Les données parcellaires et peu précises des deux rapports ont pourtant de quoi interroger (cf. plus bas) ; en l’état actuel, elles ne répondent pas aux préoccupations soulevées. Qu’il s’agisse de Gaza, de l’Ukraine et d’autres conflits, la France fait tout pour escamoter le débat. Est-ce pour mieux préserver ses intérêts militaires et économiques avec les puissances régionales ?
La Commission de contrôle des exportations doit combler un contrôle défaillant
Il revient à la Commission parlementaire de contrôle des exportations d’armes qui vient de démarrer ses travaux (après un an et demi d’attente !) de questionner les ventes d’armes, réparer les failles des rapports au Parlement et de jouer un rôle d’alerte auprès de l’exécutif… Il est temps : l’idée d’une telle commission trouve son origine dans la mobilisation de la société civile durant la guerre du Golfe en 1990, où des armes françaises ont été utilisées par le régime de Saddam Hussein lors de son invasion du Koweït. C’est le travail des ONG — dont l’Observatoire des armements a pris une grande part —, sur l’implication du matériel de guerre français au Yémen qui a conduit à sa difficile concrétisation plus de trente ans plus tard, et deux missions d’information, celle de Sandrier-Veyret-Martin et celle de Maire-Tabarot.
La création de cette commission n’est qu’un rattrapage par rapport à nos voisins européens : les parlementaires britanniques, allemands et néerlandais mènent depuis de nombreuses années un travail de suivi, d’enquête sur le sujet des ventes d’armes, au cours duquel la société civile est régulièrement auditionnée. Pendant ce temps, les revendications de la société civile étaient relativement ignorées en France, les parlementaires ne remplissant que très sporadiquement leur rôle de contrôle demandé par la Constitution. Des interventions qui se limitent souvent à une poignée de questions écrites au gouvernement, suite à leur interpellation par des associations.

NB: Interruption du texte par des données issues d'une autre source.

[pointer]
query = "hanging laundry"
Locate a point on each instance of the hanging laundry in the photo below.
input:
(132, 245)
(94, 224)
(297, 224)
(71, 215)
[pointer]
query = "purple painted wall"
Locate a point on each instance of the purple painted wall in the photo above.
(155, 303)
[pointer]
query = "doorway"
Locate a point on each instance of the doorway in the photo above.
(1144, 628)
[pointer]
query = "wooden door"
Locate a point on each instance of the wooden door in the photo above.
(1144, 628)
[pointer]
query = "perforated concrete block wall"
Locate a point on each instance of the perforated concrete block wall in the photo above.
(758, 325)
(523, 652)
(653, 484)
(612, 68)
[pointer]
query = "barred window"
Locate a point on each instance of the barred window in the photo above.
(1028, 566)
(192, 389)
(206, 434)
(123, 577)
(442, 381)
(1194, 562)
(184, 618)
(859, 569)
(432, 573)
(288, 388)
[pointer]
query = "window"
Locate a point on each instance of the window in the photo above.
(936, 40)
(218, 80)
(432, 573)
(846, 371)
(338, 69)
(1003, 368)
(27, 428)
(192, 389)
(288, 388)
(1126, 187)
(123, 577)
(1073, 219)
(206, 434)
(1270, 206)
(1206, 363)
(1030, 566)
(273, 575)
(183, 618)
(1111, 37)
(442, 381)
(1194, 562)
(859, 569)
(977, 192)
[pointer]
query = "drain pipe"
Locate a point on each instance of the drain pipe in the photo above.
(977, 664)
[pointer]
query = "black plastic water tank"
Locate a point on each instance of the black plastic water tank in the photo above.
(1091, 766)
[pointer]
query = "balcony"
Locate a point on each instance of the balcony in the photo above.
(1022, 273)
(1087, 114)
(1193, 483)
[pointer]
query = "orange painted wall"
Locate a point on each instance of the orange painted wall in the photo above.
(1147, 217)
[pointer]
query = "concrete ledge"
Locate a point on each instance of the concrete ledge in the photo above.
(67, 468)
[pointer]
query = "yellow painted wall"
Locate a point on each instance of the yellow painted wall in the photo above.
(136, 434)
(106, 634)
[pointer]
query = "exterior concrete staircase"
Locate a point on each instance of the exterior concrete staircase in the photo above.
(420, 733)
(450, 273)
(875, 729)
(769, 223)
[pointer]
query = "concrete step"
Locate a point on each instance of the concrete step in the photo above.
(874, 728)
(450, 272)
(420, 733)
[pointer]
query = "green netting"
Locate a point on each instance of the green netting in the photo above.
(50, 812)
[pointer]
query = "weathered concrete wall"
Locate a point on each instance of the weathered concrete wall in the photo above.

Ce contexte est important pour saisir l’importance de cette commission et son rôle attendu, celui de contre-pouvoir qui se nourrit des constats portés par la société civile… Nous nous mettons au service de ses membres et demandons donc à être auditionnés régulièrement.
Focus sur les exportations d’armes et de biens à double usage français de 2023 à 2025
Gaza : une explosion des transferts de biens à double usage à Israël en 2023
Les diverses déclarations politiques réduisent la notion d’armement livré à Israël au « matériel fini », une conception réductrice tant le marché de l’armement se compose de plus en plus de pièces et composants à double usage (civil et militaire) qui circulent via des filières mondialisées. Notons que les exportations de biens à double usage ont explosé : 192 M€ en 2023 contre 34 M€ en 2022. L’immense majorité concerne du matériel électronique (154 M€) et capteurs, lasers (19 M€). Une question se pose : la France a-t-elle cédé aux demandes pressantes de l’industrie d’armement israélienne induites par la guerre à Gaza ? D’autre part, les publications ne rendent pas compte des échanges de « matière grise » (partage d’ingénieurs, investissement dans la recherche…). Des entreprises comme Thales, Safran ou Stmicroelectronics sont aussi en recherche des compétences israéliennes, l’État hébreu étant en avance par rapport à la France dans le domaine des drones et de l’IA. Cette participation à l’éco-système israélien sort du champ des transferts documenté par le rapport, elle appelle pourtant des explications de la part de l’État qui finance ces entreprises. Enfin, les acquisitions de technologies militaires israéliennes ne sont pas rendues publiques ; or elles participent indirectement à soutenir l’industrie d’armement de l’État hébreu tout en renforçant les capacités de l’armement français acquises au prix des morts en Palestine.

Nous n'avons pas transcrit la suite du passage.